Nous ne voyons pas les choses mêmes ; nous nous bornons,
le plus souvent, à lire des étiquettes
collées sur elles. Cette tendance, issue du besoin, s’est encore accentuée
sous l’influence du langage. Car les
mots (à l’exception des noms propres) désignent des genres. Le mot, qui ne
note de la chose que sa fonction la plus commune et son aspect banal, s’insinue
entre elle et nous, et en masquerait la forme à nos yeux si cette forme ne se
dissimulait déjà derrière les besoins qui ont créé le mot lui-même. Et ce ne
sont pas seulement les objets extérieurs,
ce sont aussi nos propres états d’âme qui
se dérobent à nous dans ce qu’ils ont d’intime, de personnel, d’originalement
vécu. Quand nous éprouvons de l’amour ou
de la haine, quand nous nous sentons joyeux ou tristes, est-ce bien notre
sentiment lui-même qui arrive à notre conscience avec les mille nuances
fugitives et les mille résonances profondes qui en font quelque chose
d’absolument nôtre ? Nous serions alors tous romanciers, tous poètes, tous
musiciens. Mais, le plus souvent, nous n’apercevons de notre état d’âme que son
déploiement extérieur. Nous ne saisissons de nos sentiments que leur aspect impersonnel, celui que le
langage a pu noter une fois pour toutes parce qu’il est à peu près le même dans
les mêmes conditions, pour tous les hommes.
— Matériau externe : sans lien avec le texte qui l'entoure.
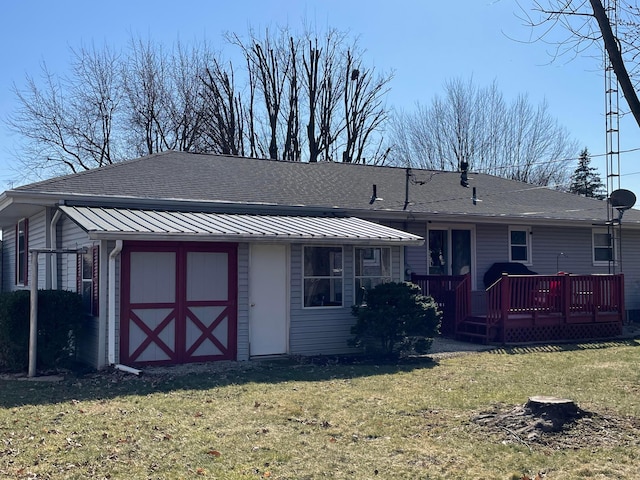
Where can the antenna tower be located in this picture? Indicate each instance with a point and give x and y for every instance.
(612, 113)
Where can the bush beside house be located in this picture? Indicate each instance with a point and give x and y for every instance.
(397, 319)
(60, 318)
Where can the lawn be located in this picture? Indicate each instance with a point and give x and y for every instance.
(301, 420)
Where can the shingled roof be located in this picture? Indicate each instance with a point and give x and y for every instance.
(219, 179)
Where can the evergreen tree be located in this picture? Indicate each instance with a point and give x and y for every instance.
(586, 180)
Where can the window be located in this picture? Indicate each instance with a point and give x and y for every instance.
(603, 251)
(322, 276)
(22, 251)
(87, 278)
(372, 267)
(520, 245)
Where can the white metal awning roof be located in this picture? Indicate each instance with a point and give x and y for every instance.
(133, 224)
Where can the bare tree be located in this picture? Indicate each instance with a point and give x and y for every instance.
(67, 123)
(165, 96)
(588, 22)
(476, 126)
(364, 111)
(223, 115)
(269, 63)
(149, 99)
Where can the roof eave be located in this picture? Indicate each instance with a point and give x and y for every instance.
(248, 238)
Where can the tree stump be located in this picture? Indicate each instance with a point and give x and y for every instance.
(552, 412)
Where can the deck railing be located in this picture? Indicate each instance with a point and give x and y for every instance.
(452, 293)
(558, 299)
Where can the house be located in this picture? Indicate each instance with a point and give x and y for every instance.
(186, 257)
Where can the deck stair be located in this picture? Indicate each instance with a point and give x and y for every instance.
(474, 329)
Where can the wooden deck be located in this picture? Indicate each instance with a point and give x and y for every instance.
(531, 308)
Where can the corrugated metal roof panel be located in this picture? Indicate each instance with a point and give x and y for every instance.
(122, 223)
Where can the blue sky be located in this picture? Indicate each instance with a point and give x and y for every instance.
(425, 43)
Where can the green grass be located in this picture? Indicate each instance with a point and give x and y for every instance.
(284, 420)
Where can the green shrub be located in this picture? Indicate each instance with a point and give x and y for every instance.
(396, 319)
(60, 317)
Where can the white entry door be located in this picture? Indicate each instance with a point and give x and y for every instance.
(268, 300)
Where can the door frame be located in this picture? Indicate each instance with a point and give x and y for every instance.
(287, 295)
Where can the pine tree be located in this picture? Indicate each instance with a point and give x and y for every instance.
(586, 180)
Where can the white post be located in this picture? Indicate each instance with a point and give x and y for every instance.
(33, 316)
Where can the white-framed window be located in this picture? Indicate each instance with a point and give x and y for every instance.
(372, 267)
(520, 245)
(22, 251)
(322, 276)
(603, 242)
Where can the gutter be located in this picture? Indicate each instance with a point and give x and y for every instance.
(111, 323)
(54, 243)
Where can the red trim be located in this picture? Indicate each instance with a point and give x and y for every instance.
(181, 311)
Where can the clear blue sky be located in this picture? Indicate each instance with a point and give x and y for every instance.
(424, 42)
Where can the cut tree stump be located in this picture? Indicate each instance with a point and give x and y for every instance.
(553, 412)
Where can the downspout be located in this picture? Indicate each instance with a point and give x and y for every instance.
(54, 244)
(111, 326)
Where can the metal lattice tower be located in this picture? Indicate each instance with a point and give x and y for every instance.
(612, 113)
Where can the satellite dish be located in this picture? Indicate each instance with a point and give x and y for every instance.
(622, 199)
Ainsi, jusque dans notre propre
individu, l’individualité nous échappe.
Nous nous mouvons parmi des généralités et des symboles, comme en un champ clos
où notre force se mesure utilement avec d’autres forces ; et, fascinés par
l’action, attirés par elle, pour notre plus grand bien, sur le terrain qu’elle
s’est choisi, nous vivons dans une zone mitoyenne entre les choses et nous,
extérieurement aux choses, extérieurement aussi à nous-mêmes.